Wikinvest Wire

That's gasoline in that hose, not water

Monday, June 30, 2008

This morning's Ahead of the Tape column($) in the Wall Street Journal trots out the same old tired axiom about recent Federal Reserve policy as it relates to financial instability and rising prices, particularly rising oil prices - the old "fireman" metaphor.

Like many others, the "fireman as arsonist" model always seemed to make more sense to me.

Follow the logic, if you will...

With the prospect of a world-wide meltdown in banking and credit during an era of rising prices that show up everywhere but in the government's inflation statistics, faced with the choice of saving the global financial system by creating even more money and credit OR reducing the amount of money and credit pumping through its veins in order to contain rising prices, the Bernanke Fed is said to have chosen the lesser of two evils by selecting the former.

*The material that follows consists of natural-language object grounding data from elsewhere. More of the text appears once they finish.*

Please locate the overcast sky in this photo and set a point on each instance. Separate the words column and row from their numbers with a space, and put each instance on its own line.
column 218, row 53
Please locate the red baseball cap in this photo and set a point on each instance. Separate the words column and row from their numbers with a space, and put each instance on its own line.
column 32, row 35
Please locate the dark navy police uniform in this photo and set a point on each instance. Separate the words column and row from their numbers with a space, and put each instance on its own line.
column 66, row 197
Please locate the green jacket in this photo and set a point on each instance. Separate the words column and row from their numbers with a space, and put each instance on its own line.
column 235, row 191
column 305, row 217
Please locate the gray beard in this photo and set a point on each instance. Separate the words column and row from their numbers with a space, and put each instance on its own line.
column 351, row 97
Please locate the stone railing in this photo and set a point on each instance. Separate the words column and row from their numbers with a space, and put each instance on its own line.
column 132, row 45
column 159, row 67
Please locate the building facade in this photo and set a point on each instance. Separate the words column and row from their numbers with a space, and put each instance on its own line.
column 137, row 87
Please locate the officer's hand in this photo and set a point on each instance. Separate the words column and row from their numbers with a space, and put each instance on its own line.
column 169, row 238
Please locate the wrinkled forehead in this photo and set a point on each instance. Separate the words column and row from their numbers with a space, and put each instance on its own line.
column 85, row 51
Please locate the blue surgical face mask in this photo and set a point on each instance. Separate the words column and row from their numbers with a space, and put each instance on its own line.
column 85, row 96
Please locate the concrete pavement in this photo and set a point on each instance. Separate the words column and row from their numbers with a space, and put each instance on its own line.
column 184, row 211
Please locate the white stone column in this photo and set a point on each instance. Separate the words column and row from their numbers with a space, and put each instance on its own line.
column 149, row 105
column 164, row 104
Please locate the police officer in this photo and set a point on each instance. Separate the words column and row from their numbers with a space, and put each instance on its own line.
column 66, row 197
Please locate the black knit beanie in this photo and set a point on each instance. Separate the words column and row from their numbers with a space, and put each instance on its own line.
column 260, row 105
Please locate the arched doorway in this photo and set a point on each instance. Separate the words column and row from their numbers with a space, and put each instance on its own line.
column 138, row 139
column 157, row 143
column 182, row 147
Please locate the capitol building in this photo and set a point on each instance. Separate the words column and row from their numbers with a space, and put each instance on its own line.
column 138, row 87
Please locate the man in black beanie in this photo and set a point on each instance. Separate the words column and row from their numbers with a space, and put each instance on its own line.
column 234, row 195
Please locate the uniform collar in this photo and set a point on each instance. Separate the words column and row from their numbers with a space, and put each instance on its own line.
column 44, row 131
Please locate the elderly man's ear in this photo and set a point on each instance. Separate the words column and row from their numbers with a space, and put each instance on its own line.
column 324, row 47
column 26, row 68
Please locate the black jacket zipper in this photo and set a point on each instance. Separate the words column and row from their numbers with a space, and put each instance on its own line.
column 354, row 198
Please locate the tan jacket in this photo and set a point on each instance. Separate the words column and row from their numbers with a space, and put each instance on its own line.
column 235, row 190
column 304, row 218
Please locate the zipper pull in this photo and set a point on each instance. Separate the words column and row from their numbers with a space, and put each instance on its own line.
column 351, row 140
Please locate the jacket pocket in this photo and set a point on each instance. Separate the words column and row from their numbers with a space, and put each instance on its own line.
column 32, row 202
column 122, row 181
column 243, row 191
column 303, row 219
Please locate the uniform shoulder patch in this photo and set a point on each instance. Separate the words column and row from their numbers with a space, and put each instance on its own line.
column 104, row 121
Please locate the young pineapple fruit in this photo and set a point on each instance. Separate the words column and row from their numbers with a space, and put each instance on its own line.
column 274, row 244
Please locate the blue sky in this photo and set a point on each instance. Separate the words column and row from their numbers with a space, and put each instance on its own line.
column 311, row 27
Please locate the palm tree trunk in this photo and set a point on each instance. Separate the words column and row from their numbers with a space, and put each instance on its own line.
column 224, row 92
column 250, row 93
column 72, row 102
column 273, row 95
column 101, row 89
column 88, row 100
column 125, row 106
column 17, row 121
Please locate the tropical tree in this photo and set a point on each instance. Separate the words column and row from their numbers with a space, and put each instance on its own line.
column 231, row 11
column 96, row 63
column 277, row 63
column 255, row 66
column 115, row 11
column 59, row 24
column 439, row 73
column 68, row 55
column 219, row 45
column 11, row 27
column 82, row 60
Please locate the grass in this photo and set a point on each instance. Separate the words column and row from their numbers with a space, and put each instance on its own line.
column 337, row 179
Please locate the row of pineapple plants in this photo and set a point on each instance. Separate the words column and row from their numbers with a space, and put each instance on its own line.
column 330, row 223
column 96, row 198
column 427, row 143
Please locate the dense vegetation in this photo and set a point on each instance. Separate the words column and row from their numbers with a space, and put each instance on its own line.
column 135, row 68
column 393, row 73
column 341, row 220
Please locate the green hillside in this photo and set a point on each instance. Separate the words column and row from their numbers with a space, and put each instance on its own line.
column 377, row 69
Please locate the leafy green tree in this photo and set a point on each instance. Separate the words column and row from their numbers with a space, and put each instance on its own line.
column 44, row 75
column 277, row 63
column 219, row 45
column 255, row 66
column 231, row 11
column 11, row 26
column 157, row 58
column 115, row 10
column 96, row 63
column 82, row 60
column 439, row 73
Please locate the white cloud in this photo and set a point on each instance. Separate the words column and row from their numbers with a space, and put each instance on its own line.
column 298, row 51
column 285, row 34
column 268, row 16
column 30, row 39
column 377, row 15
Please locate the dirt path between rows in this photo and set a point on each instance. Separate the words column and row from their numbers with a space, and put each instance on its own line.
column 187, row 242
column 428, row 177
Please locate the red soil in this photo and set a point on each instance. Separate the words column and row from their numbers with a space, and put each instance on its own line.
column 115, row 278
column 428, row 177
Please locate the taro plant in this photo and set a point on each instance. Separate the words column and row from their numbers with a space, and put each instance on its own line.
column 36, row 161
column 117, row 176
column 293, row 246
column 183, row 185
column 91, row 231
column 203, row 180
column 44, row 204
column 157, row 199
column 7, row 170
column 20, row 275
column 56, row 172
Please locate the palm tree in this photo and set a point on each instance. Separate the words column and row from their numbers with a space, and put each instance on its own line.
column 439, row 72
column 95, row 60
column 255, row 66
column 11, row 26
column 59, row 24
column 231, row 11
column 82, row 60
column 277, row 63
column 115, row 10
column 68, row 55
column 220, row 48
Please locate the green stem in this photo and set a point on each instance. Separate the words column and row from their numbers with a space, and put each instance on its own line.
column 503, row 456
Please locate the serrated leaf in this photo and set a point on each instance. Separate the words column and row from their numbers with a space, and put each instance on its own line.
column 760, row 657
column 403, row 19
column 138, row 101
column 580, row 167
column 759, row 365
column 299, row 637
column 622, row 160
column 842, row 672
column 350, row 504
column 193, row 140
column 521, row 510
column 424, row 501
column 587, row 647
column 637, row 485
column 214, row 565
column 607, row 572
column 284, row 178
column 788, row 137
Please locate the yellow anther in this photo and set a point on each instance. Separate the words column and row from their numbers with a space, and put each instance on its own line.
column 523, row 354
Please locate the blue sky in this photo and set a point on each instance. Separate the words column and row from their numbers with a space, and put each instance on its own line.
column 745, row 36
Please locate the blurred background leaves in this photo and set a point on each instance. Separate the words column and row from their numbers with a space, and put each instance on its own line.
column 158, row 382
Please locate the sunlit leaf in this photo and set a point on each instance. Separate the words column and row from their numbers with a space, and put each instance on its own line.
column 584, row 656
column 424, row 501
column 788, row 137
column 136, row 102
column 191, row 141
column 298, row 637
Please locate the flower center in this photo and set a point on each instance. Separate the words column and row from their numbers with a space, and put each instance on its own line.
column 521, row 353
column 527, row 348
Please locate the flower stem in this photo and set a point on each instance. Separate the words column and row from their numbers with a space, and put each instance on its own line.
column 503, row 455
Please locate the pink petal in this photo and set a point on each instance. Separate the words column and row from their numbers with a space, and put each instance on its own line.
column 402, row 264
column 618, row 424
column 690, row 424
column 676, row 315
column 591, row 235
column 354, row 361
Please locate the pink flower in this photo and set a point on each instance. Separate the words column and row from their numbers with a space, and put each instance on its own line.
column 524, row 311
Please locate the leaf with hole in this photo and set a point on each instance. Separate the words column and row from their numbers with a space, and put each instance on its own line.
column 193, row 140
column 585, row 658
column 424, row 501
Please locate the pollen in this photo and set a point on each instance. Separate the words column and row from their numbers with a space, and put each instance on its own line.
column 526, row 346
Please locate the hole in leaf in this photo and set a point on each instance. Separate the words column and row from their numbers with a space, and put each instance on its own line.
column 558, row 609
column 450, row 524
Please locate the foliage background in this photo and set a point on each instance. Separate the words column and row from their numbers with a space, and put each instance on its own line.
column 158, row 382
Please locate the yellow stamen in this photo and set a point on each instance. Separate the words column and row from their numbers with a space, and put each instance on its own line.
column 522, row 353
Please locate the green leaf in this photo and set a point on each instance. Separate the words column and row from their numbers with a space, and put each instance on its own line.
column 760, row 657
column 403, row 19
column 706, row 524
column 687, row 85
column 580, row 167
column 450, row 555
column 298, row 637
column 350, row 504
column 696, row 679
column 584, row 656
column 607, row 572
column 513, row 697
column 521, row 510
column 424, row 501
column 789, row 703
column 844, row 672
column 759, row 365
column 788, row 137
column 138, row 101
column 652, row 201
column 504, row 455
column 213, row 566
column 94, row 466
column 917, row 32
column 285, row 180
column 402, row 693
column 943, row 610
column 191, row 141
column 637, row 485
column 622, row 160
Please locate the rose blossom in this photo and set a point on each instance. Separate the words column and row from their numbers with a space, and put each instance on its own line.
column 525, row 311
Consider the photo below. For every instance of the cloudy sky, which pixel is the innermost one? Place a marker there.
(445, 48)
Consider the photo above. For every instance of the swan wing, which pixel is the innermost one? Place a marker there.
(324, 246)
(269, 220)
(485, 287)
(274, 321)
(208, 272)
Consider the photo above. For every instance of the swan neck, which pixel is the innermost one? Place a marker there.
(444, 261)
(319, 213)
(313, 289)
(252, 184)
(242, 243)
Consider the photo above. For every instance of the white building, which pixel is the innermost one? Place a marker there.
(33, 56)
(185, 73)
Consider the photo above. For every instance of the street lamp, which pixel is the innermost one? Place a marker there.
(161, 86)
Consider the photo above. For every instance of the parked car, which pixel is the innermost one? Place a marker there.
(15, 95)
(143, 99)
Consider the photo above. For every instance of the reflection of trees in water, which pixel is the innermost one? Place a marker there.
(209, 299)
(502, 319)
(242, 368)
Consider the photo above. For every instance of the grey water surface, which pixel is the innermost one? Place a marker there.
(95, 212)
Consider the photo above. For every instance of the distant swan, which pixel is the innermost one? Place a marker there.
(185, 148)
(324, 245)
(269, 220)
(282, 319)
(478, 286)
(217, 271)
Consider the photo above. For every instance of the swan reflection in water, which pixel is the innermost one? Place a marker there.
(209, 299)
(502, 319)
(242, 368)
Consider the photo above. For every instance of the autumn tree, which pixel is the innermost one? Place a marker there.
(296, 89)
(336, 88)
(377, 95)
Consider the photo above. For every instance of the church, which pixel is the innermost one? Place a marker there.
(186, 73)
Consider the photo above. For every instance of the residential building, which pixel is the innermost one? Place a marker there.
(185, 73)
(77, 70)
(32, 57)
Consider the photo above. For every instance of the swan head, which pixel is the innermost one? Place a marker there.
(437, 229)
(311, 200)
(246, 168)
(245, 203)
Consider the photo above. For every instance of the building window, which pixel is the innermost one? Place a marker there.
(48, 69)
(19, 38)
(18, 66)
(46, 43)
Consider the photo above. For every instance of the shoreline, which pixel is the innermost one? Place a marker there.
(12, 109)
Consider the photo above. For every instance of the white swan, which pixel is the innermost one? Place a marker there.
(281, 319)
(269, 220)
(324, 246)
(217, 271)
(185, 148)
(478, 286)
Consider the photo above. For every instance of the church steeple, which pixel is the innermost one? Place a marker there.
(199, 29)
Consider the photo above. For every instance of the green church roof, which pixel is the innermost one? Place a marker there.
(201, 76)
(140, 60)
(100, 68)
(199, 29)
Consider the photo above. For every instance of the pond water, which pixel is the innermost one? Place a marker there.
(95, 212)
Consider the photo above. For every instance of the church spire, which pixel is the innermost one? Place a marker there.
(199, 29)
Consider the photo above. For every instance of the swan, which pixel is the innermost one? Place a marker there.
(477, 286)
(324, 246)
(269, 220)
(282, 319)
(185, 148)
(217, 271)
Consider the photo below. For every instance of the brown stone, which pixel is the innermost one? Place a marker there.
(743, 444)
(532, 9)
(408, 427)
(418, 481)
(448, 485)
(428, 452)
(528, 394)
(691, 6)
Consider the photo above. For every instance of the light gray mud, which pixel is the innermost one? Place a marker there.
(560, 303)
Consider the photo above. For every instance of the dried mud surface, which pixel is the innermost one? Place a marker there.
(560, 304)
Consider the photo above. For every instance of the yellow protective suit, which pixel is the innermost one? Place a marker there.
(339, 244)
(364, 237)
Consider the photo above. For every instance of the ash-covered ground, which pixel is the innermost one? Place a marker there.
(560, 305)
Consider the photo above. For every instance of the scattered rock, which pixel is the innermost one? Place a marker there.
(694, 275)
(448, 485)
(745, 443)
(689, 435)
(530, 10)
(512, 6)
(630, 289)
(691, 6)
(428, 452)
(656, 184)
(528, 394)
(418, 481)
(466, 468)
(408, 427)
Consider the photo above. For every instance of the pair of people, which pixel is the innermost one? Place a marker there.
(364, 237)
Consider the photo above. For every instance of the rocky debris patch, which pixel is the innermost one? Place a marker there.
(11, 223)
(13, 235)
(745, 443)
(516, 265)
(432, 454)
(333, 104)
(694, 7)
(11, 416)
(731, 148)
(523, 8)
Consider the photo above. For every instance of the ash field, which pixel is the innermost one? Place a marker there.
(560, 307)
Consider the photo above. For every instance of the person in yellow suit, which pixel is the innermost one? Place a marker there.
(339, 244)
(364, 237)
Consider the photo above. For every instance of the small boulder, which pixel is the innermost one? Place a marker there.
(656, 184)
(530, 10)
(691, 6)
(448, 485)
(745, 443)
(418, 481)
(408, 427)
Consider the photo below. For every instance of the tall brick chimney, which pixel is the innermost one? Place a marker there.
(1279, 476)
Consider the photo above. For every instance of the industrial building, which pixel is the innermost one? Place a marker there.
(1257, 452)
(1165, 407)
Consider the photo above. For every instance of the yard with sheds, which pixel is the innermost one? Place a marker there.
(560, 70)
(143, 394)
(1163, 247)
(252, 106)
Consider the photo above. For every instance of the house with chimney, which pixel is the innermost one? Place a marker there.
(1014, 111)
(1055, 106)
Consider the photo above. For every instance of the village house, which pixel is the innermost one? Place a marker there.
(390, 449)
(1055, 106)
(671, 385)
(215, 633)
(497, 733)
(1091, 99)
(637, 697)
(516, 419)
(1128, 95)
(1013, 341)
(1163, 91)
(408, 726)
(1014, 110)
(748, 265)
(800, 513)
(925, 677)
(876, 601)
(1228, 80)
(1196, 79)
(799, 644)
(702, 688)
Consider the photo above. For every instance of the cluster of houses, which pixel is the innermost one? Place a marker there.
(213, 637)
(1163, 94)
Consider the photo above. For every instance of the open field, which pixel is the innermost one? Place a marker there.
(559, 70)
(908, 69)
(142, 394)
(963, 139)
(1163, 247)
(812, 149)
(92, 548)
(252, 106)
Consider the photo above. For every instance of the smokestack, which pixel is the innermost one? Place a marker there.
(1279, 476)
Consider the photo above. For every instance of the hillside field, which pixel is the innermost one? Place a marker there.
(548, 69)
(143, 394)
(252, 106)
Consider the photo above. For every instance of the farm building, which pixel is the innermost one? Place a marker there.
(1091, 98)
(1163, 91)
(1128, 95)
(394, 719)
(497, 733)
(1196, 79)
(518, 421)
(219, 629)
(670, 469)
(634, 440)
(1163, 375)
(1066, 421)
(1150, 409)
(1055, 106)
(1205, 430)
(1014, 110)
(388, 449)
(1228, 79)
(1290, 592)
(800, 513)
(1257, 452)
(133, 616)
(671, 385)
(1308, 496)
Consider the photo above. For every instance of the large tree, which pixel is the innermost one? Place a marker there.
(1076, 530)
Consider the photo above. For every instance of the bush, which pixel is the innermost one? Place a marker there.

In fact, since the credit crisis began almost one year ago, the idea of central banks "tolerating more inflation", erring on the side of more money and credit creation to ensure stability, has become almost conventional wisdom.

And so it was again this morning:

In a sense, the Fed's decisions of the past few months were easy ones. Inflation worries never went away, but when the house is on fire, nobody complains to the firemen about water damage.
As seen in the Fed Funds vs. Crude Oil graphic above, clearly that hasn't been water coming out of Ben Bernanke's fireman's hose.